I don’t want treacly words just an acknowledge this must be hard as things change or remain unclear, dealing with COVID deniers and the COVID fundamentalists. To know if someone gets sick or dies, people will look for the thing not done to cause it. This moment has tested what I believed and dad’s passing began during the first lockdown. He didn’t die of COVID but he’s collatorial damage for what was happening in long term care. Those people, our seniors, are the people this song resonates. I felt lucky and I also felt guilty for having the time with dad, however small, to be there for his final breath. Knowing people are dying alone and health care workers shoulder those final moments has lead to an anger I didn’t know I had. How we treat our sick and dead shows how a society functions in addition to how we treat our vulnerable members of society. Health care workers can’t feed families or pay bills by their caring alone. I don’t need a coach, I need a leader, I need a Premier who has to stop bellyaching about our Prime Minister and start working on some solutions with him.
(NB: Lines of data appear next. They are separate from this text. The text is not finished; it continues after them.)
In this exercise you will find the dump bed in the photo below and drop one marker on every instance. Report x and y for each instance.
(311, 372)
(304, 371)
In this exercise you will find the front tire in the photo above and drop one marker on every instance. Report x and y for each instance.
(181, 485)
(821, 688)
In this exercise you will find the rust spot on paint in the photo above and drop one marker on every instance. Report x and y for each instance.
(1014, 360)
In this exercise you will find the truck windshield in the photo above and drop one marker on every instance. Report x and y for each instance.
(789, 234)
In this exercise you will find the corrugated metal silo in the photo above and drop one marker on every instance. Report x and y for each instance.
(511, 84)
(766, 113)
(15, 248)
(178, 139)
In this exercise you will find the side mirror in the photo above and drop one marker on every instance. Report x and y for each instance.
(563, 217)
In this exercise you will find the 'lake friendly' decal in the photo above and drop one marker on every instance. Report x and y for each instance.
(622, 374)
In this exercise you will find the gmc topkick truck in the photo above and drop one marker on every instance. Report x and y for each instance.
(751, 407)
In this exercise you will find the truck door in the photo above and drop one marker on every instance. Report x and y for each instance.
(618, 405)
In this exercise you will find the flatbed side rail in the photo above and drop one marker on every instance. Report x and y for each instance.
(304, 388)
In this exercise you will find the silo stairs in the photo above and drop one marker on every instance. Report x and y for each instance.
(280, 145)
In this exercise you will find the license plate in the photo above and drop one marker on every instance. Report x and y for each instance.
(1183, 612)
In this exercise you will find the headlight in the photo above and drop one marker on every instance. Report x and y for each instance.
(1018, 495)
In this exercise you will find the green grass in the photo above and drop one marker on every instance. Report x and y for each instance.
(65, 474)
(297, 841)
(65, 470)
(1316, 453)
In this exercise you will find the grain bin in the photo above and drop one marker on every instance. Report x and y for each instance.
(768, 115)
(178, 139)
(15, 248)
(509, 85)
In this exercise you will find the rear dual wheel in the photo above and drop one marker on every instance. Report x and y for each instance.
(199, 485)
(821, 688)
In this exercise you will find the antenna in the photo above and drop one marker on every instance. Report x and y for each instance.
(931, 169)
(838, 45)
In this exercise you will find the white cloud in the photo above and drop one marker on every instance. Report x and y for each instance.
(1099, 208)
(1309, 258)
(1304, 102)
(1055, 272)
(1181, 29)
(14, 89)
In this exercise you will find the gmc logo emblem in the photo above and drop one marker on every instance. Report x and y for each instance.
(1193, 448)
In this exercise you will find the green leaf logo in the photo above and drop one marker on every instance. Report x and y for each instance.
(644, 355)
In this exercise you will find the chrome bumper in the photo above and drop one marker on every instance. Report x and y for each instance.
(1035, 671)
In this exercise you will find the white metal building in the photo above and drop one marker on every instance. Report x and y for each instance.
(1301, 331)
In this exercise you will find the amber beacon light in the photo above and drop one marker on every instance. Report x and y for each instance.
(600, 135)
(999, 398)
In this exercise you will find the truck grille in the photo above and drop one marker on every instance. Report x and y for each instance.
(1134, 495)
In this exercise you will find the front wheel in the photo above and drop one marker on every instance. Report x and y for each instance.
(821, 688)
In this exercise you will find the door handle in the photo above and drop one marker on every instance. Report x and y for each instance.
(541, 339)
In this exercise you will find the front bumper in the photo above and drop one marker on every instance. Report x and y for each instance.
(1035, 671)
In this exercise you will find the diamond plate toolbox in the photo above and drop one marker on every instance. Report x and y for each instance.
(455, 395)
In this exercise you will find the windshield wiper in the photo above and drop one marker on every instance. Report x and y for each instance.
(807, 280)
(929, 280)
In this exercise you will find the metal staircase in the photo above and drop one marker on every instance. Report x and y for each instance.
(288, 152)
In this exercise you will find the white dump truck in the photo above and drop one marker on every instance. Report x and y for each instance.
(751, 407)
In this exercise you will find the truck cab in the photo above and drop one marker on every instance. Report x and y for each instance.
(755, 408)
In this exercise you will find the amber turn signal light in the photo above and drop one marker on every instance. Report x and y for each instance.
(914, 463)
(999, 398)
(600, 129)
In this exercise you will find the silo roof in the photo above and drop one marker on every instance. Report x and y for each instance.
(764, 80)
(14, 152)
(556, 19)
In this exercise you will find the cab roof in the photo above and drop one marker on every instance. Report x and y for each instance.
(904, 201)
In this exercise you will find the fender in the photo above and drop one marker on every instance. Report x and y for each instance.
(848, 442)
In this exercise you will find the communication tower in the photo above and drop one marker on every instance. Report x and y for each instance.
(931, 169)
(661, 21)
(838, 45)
For now, I fill my glass and make a toast:

To families who lost members to COVID, the world seems to want to move on while you felt stunned. I see you. To health care workers, the ones with protocols before they even hug their families, the nurses see the results of past cuts under this administration, to international nurses who want so badly to help but they can’t even take the exam to get accredited. Fill your glasses, remember the departed, and step forward even if the first step is a crawl.

2 thoughts on “#MusicMonday: The Parting Glass as Sung By Hozier

  1. Hear, hear.

    I could write a book about the way that the deaths are talked about — the very casual attitude that it’s somehow okay that the vast majority of the deaths are of elderly people. I am extremely angry, too, when it crosses my own personal situation as it has a few times recently. People who talk about not treating people as ends are suddenly fine with assuming that elderly people no longer have desires or wishes for the remainder of their lives. And as a friend of mine from school days who works in ICU says: it’s NOT a calm death, even for those not on ventilators. It’s particularly galling when so many people say they want to pass away quietly in bed while asleep. But it’s somehow OK for other people to suffer, esp if they are old. My friend has now had several shifts where every patient she cared for has died.

    Biden: I think it helps that people know he’s had a lot of loss in his life. He has a gift for speaking authentically that his predecessory totally lacked.